Agilent Technologies will partner with the University of Southern California (USC) Michelson Center for Convergent Bioscience to facilitate what they said will be transformational research that combines biomedical science and engineering.

The partners will establish the Agilent Center of Excellence (COE) in Biomolecular Characterization, which will specialize in “convergent” bioscience research, anchored by the lab of Valery Fokin, Ph.D., a principal investigator at USC’s Michelson Center whose research has focused on chemical reactivity and biological interactions at the molecular level.
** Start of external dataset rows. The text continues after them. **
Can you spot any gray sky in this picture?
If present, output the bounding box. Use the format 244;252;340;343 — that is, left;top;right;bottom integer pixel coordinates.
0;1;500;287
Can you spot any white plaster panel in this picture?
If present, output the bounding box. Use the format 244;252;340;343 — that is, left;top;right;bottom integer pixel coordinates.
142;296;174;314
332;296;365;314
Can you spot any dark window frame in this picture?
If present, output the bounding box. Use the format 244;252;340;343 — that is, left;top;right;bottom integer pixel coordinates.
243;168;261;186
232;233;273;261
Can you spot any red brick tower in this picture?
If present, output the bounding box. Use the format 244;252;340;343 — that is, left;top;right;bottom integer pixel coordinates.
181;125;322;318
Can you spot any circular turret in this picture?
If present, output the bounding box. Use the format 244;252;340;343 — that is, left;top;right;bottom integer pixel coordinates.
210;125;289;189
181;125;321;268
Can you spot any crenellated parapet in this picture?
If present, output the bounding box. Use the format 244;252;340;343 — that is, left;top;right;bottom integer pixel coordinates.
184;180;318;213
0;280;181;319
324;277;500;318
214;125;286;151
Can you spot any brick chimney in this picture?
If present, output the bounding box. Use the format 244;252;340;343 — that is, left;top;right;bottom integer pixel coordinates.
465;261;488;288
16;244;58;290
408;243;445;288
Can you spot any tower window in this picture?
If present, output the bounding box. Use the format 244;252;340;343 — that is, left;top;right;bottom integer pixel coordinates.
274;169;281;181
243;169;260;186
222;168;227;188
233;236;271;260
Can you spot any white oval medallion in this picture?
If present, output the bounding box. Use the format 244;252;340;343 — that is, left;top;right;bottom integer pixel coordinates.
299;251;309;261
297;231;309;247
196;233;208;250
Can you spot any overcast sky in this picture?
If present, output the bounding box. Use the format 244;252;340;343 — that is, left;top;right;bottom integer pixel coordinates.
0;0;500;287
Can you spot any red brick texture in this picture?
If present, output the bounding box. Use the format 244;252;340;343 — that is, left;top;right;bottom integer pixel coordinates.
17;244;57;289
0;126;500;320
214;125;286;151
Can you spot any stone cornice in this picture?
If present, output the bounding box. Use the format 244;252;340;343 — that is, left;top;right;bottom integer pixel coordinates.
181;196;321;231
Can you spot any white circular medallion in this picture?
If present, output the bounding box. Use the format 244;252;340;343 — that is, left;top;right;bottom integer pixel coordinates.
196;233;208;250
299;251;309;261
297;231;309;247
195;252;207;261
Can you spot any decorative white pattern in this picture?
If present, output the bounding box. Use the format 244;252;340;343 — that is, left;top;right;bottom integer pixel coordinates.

Agilent said Dr. Fokin’s lab will contribute to multiple collaborative drug discovery projects planned by the COE, ranging from chemical synthesis of screening and focused libraries and biological assay implementation to the development of targeted drug delivery systems, diagnostics, and vaccines.
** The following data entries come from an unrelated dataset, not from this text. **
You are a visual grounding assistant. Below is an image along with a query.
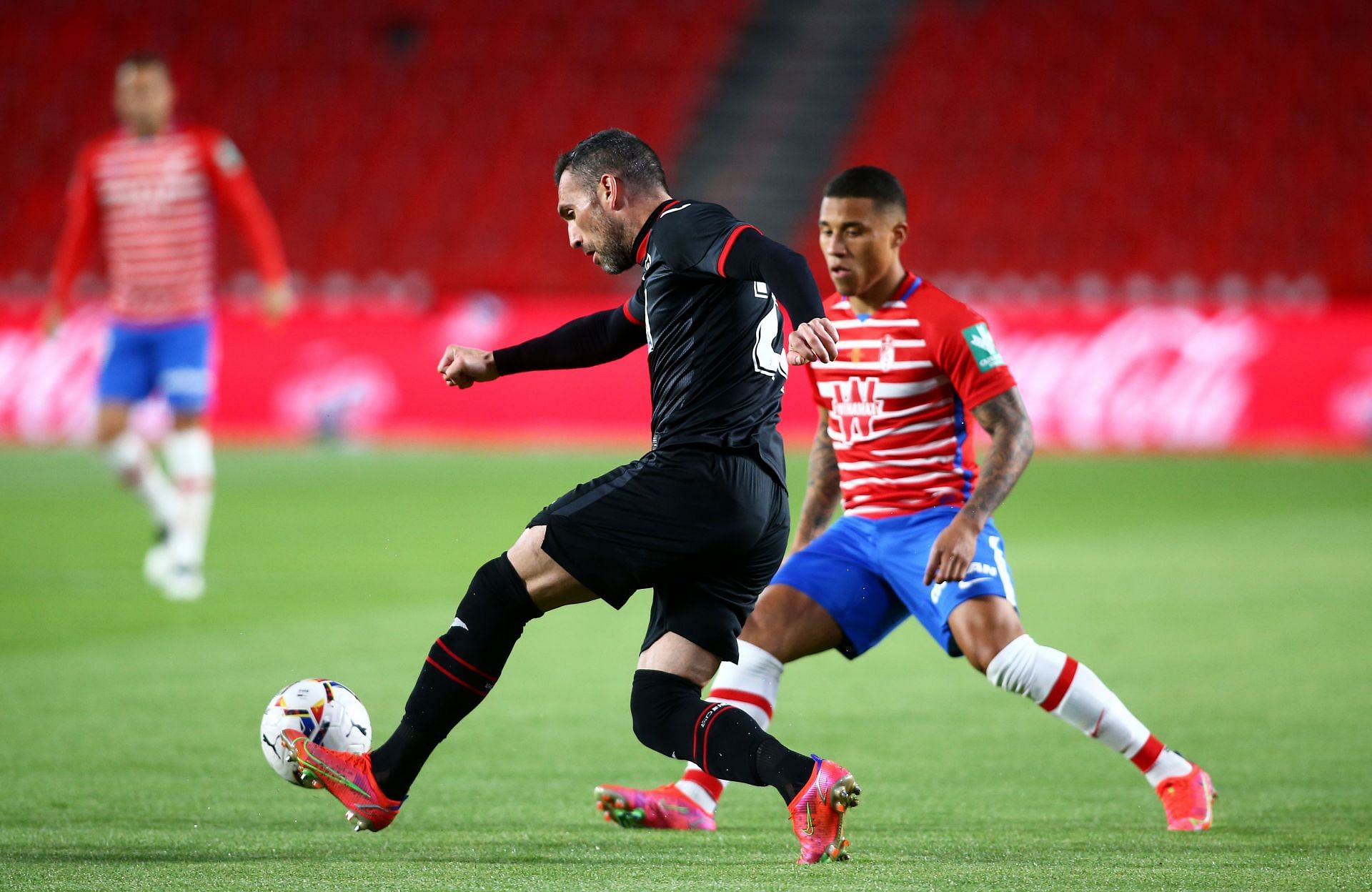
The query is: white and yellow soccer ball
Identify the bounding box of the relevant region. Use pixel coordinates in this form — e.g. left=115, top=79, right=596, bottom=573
left=262, top=678, right=372, bottom=786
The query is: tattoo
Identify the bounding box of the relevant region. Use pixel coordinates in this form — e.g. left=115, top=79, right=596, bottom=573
left=795, top=412, right=842, bottom=549
left=962, top=387, right=1033, bottom=525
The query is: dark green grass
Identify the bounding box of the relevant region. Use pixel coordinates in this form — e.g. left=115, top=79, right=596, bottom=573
left=0, top=452, right=1372, bottom=889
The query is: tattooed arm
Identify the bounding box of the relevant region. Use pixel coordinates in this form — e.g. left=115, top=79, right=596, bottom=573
left=792, top=409, right=841, bottom=552
left=925, top=387, right=1033, bottom=586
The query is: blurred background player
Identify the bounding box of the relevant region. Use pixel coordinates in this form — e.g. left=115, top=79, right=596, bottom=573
left=44, top=52, right=291, bottom=600
left=595, top=167, right=1214, bottom=831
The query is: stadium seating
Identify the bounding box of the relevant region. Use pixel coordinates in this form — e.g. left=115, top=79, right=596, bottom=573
left=0, top=0, right=1372, bottom=294
left=817, top=0, right=1372, bottom=294
left=0, top=0, right=749, bottom=291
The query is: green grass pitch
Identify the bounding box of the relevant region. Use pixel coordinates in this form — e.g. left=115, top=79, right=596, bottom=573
left=0, top=450, right=1372, bottom=891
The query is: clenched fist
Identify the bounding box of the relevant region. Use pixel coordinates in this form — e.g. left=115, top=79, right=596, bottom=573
left=786, top=316, right=838, bottom=365
left=437, top=345, right=499, bottom=390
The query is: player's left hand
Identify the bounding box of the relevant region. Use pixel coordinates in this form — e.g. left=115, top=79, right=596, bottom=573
left=786, top=316, right=838, bottom=365
left=262, top=279, right=295, bottom=322
left=925, top=515, right=981, bottom=586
“Convergent bioscience research requires successful collaboration across multiple disciplines—a holistic approach that is central to Agilent's view of the future,” Darlene Solomon, Ph.D., SVP and CTO for Agilent, said in a statement. “Agilent's collaboration with the Michelson Center is an excellent example of how academia and industry can work together, sharing knowledge and expertise to shorten the timeline between scientific discoveries and real-world applications.”

The COE will be housed at USC’s Michelson Hall, a $185 million building that opened in October 2017 as the largest building on the university’s campus, funded by a $50 million gift from Gary K. Michelson, M.D., a retired orthopedic spinal surgeon, and his wife, Alya Michelson.

Michelson Hall is a research facility aimed at establishing a convergence of researchers with science and engineering backgrounds who collaborate on multidisciplinary approaches to developing new drugs, diagnostics, and medical devices. 

Access to Instrumentation

Agilent said the COE will also serve USC undergraduate and graduate students, as well as the company’s customers based in the area, by providing them with access to new Agilent instrumentation and broad exposure to the university’s researchers.

Dr. Fokin is one of the COE’s two co-directors. The other is Richard Roberts, Ph.D., chair of USC’s Mork Family Department of Chemical Engineering and Materials Science.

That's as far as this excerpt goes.